Lewandowski zdobył trzecią i czwartą bramkę na hiszpańskich boiskach w trzecim występie. Najpierw w ekwilibrystyczny sposób "zamknął" akcję po dośrodkowaniu Brazylijczyka Raphinhi, a następnie - już w drugiej połowie - popisał się technicznym uderzeniem piętą, po którym piłka znalazła drogę do siatki obok zaskoczonego obrońcy i bramkarza gości.

Reklama

Widać po nim wielką boiskową dojrzałość. Wie, kiedy się pojawić, wie, kiedy pomóc koledze, potrafi też zrobić miejsce na boisku partnerom. Z jednej strony jest spektakularny w zdobywaniu goli, a z drugiej bardzo pokorny, pracowity, grający dla drużyny. Jego obecność w składzie to dla nas błogosławieństwo - tłumaczył Xavi.

Jak dodał, po Polaku widać, że dobrze czuje się w zespole i jest szczęśliwy grając dla Barcelony.

Gole to nie wszystko. Doceniam jego pracę na boisko, świetnie zaczyna pressing, cofa się, by pomóc, ma apetyt na wygrywanie, robi różnicę nie tylko dzięki bramkom. Cudownie mieć go w zespole - dodał 42-letni szkoleniowiec.

Jego zdaniem Lewandowski świetnie się wywiązuje z roli lidera.

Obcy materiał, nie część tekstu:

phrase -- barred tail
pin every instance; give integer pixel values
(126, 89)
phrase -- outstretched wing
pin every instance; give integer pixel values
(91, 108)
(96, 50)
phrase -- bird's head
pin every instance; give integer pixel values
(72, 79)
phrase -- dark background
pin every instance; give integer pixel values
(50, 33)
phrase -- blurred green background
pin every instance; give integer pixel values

To urodzony, naturalny lider i wzór dla całej drużyny. Dzieli się swoimi obserwacjami ze sztabem, z młodszymi kolegami, podpowiada, co możemy poprawić - wspomniał.

Xavi ocenił, że po słabej inauguracji i remisie z Rayo Vallecano takie spotkanie na Camp Nou jak z Valladolid było drużynie bardzo potrzebne.

To był kompletny mecz z naszej strony, dominowaliśmy, byliśmy pewni siebie i dużo lepsi. Drużyna potrzebowała takiego wyniku i takiego występu. Szybko strzeliliśmy pierwszą bramkę i zyskaliśmy zaufanie. Graliśmy spokojniej, więcej rzeczy nam się udawało. Ale tak, jak mecz z Rayo nie był kompletną klapą, tak i dziś jestem daleki od wielkiej euforii. Do perfekcji jeszcze trochę brakuje, wiele rzeczy musimy jeszcze poprawić - ocenił trener "Barcy".